Fall 2000

Films by Ernie Gehr & James Benning

November 18 + 19, 2000
Elizabeth Leach Gallery

Two filmmakers born in Milwaukee, WI, just a year apart--Gehr in 1941 and Benning in 1942--both of whom now live and work in California. In different ways, each has exploited "structuralist" techniques to create films of great power and subtlety that transcend academic labels. Often focusing on mundane subjects, and always foregrounding the materials and limitations of cinematic art, their films reveal the workings of consciousness, the nature of perception, and the relationships of the filmmaker and viewer to the world.

— David Abel

9/1/75 by James Benning
(1975, color/sound, 22 min.)
A 22 minute tracking shot through a Wisconsin camp ground on Labor Day.

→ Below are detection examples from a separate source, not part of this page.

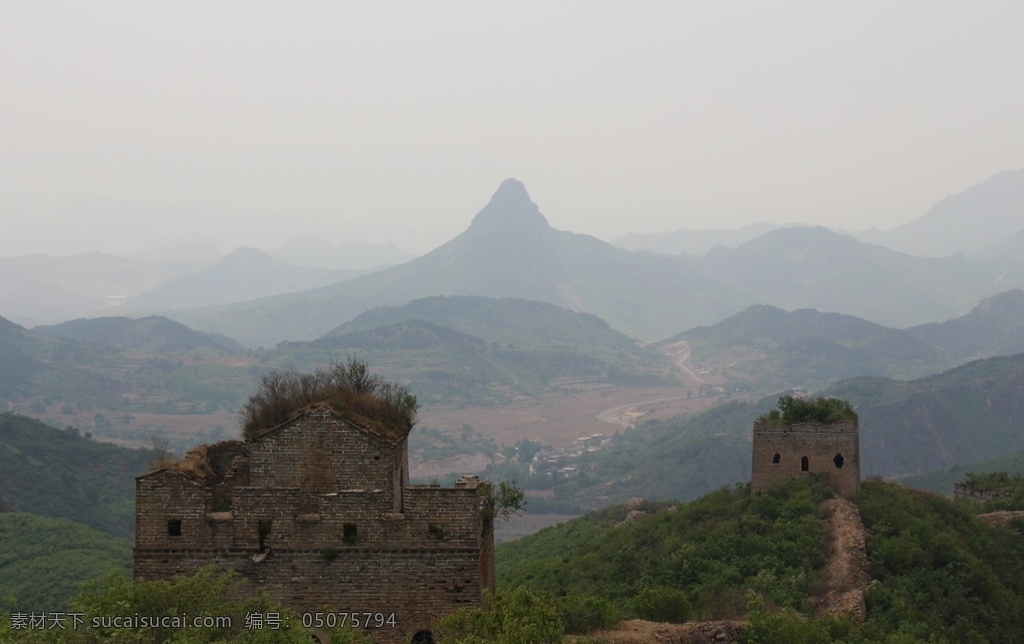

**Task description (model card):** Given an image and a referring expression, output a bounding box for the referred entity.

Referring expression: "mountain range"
[159,179,1024,346]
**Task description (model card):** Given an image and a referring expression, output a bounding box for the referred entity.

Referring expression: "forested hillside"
[0,414,154,539]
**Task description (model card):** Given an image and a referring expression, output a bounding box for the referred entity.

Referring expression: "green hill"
[0,414,153,538]
[497,477,1024,642]
[0,512,132,616]
[267,296,678,404]
[896,450,1024,497]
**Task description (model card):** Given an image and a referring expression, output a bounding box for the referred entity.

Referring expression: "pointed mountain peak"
[470,179,548,233]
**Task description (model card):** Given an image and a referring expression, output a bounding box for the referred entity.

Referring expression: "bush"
[241,358,418,439]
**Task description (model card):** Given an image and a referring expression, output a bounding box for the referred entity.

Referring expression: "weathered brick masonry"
[751,421,860,497]
[135,405,495,642]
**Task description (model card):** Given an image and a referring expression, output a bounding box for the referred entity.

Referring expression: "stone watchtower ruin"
[134,404,495,642]
[751,420,860,497]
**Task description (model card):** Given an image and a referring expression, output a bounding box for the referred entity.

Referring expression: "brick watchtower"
[751,421,860,497]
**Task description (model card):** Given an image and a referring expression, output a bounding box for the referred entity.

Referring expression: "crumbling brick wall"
[751,421,860,497]
[134,407,495,642]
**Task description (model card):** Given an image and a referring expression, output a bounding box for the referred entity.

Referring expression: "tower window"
[259,521,273,552]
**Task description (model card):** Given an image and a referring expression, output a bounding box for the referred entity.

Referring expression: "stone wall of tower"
[751,422,860,497]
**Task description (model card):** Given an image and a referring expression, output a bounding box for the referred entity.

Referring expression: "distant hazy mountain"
[654,305,942,393]
[32,315,245,353]
[126,235,224,265]
[270,234,416,270]
[122,247,358,311]
[0,252,183,326]
[857,170,1024,257]
[0,413,153,538]
[172,179,752,345]
[652,290,1024,392]
[611,222,781,257]
[274,296,678,404]
[694,226,999,327]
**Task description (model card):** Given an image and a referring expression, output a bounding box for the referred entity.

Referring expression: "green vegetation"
[0,414,153,538]
[758,395,857,425]
[0,512,131,612]
[242,358,417,439]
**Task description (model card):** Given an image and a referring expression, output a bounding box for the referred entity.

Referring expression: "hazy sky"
[0,0,1024,256]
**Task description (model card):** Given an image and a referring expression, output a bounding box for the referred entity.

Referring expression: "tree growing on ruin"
[241,357,418,440]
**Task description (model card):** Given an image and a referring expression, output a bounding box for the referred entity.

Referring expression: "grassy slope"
[0,512,131,612]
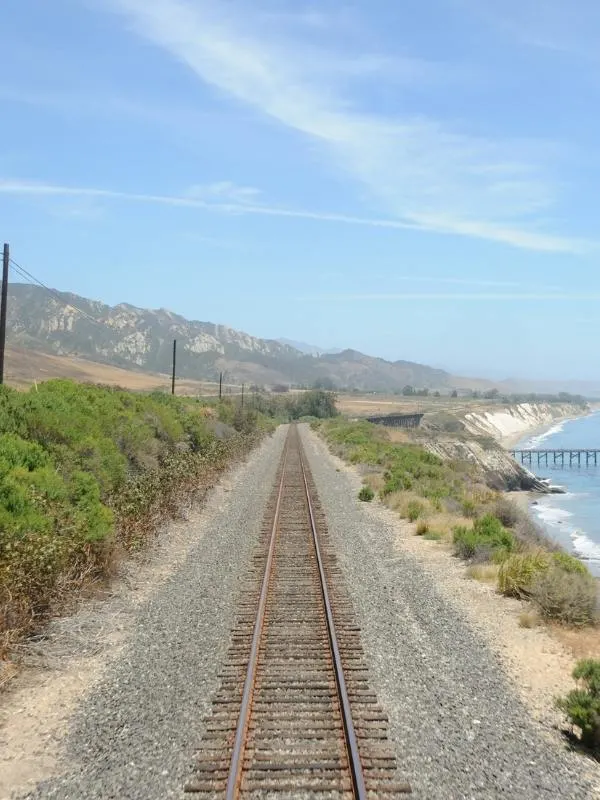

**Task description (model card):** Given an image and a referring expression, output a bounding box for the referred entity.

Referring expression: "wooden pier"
[367,414,424,428]
[510,447,600,467]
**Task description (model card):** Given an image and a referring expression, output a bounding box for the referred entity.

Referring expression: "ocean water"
[518,412,600,576]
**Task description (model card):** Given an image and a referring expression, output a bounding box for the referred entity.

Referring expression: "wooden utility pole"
[0,244,10,383]
[171,339,177,394]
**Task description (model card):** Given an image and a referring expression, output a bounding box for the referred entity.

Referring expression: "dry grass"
[6,347,224,395]
[467,564,500,584]
[386,428,413,444]
[549,625,600,659]
[519,610,541,628]
[428,513,473,542]
[337,390,491,417]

Most of the sound was recorded on location, and some wasn’t

— James Benning

Benning’s artistic obsessions: the collision between American landscape and the human presence that endlessly reworks, re-creates, produces, and soils it; the production/subsumption of the narrative by the structural aspects of filmmaking; the descreet self-exploration of the filmmaker, at the crossroads between suggestive power of the images and the narrative expectations of the spectators.

— Berenice Reynaud, Film Comment Nov/Dec 1996

Though faced with emptiness he must choose to experience the empty scene. The effect is one of stasis, a literal ’standing still’ through which he himself must move.

— Donald Richie on Yasujiro Ozu, as quote in Reynaud’s article on James Benning

Side/Walk/Shuttle by Ernie Gehr
(1991, color/sound, 47 min.)
The films makes a convincing case for the truth of its grand conceit: that living in a modern city is like being in the cinema--the city creates and limits movements, constructs perspectives, defines views. Cinema was invented only a few years after the skyscraper, in 1895, and Gehr sees both as mechanical constructs related by their rectilinearity.

— Fred Camper on Side/Walk/Shuttle, Chicago Reader

Traditional and established avant-guarde film teaches film to be an image, a representating. But film is a real thing and as a real thing it is not imitation. It does not reflect on life, it embodies the life of the mind... Film is a variable intensity of light, an internal balance of time, a movement within a given space.

— Ernie Gehr, program notes, MoMA, New York

In the avant-garde cinema the image is an ad hoc fabrication, a sign, often radiant with lush beauty, just as often reductuvely stark, that points to a configuration of time.